Il cielo di Sicilia
C’e silenzio sulle dune.
Le assenze del mare d’inverno
hanno spento le luci della città
e il velo lattiginoso con cui esse ogni notte
ci nascondono l’universo.
L’immensità può scacciare l’ossessione
e tutti noi, giovani o vecchi,
vedere, tra le stelle e i pianeti,
il passato, il presente e forse il futuro,
e piano piano, ricordare quale sia il nostro posto,
granelli di sabbia su una spiaggia senza fine.
A Grazia e Rob
Nero su blu
In cielo gli storni dipingono,
nero su blu,
sembrano seguire il volo
di sempre nuovi capi stormo
in coreografie liquide
e come acqua sciamano,
incuranti di ogni confine,
tra gorghi e scrosci di piume
sfiorano alberi, tetti di case
e nasi rivolti all’insù di uomini
pronti a marciare e ad alzare le mani e la voce
in nome di roboanti promesse e nuovi ideali.

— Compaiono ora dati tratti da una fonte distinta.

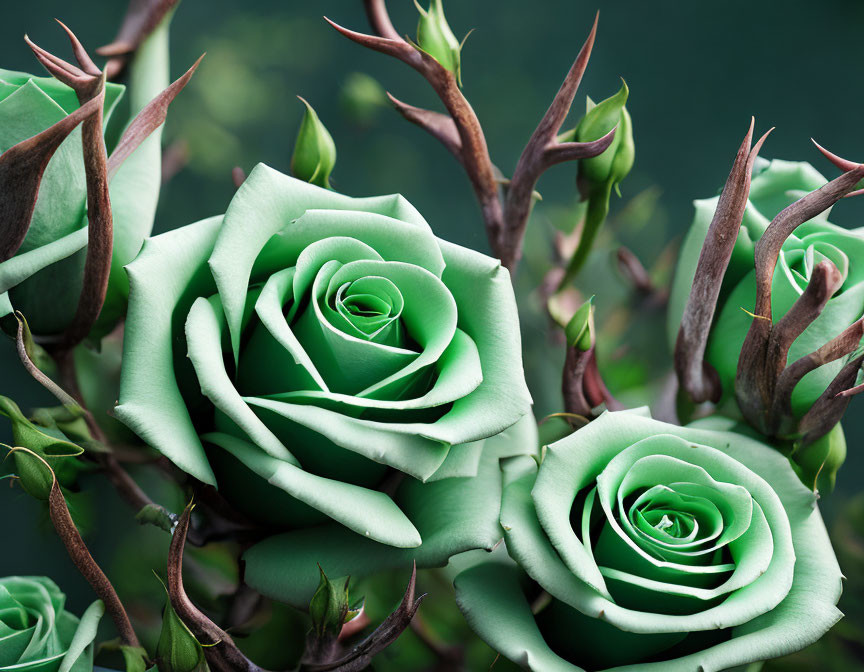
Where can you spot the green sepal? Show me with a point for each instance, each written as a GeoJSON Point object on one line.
{"type": "Point", "coordinates": [580, 329]}
{"type": "Point", "coordinates": [135, 658]}
{"type": "Point", "coordinates": [56, 451]}
{"type": "Point", "coordinates": [817, 464]}
{"type": "Point", "coordinates": [330, 608]}
{"type": "Point", "coordinates": [615, 163]}
{"type": "Point", "coordinates": [314, 152]}
{"type": "Point", "coordinates": [435, 37]}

II futuro vive sulle punte delle nostre dita,
il passato dorme dentro uno specchio antico
muto osservatore di tante rivolte,
ma di ben poche rivoluzioni.
Come vorrei
I neonati dormono,
semplicemente chiudono gli occhi nei loro passeggini,
un braccino di qua una gambina di là,
tra copertine graziose, orsetti paffuti, giostrine di apine,
o sbavano sulla spalla di mamme e papà,
con la testolina che ciondola e rotola di qua e di là.
Ovunque.
Davanti al più indimenticabile dei tramonti, al più straordinario dei monumenti,
proprio quando incontri quello famoso, come sognavi da tutta la vita
o quando il dolore, la pena o lo schifo si portano via il respiro e tutte le tue parole,
loro si lasciano andare e ciao,
nessuna àncora che costringa la loro prua al vento
e non importa se soffi forte e sbianchi il mare
o sia brezza leggera come mano di madre,
loro si abbandonano e si lasciano trasportare.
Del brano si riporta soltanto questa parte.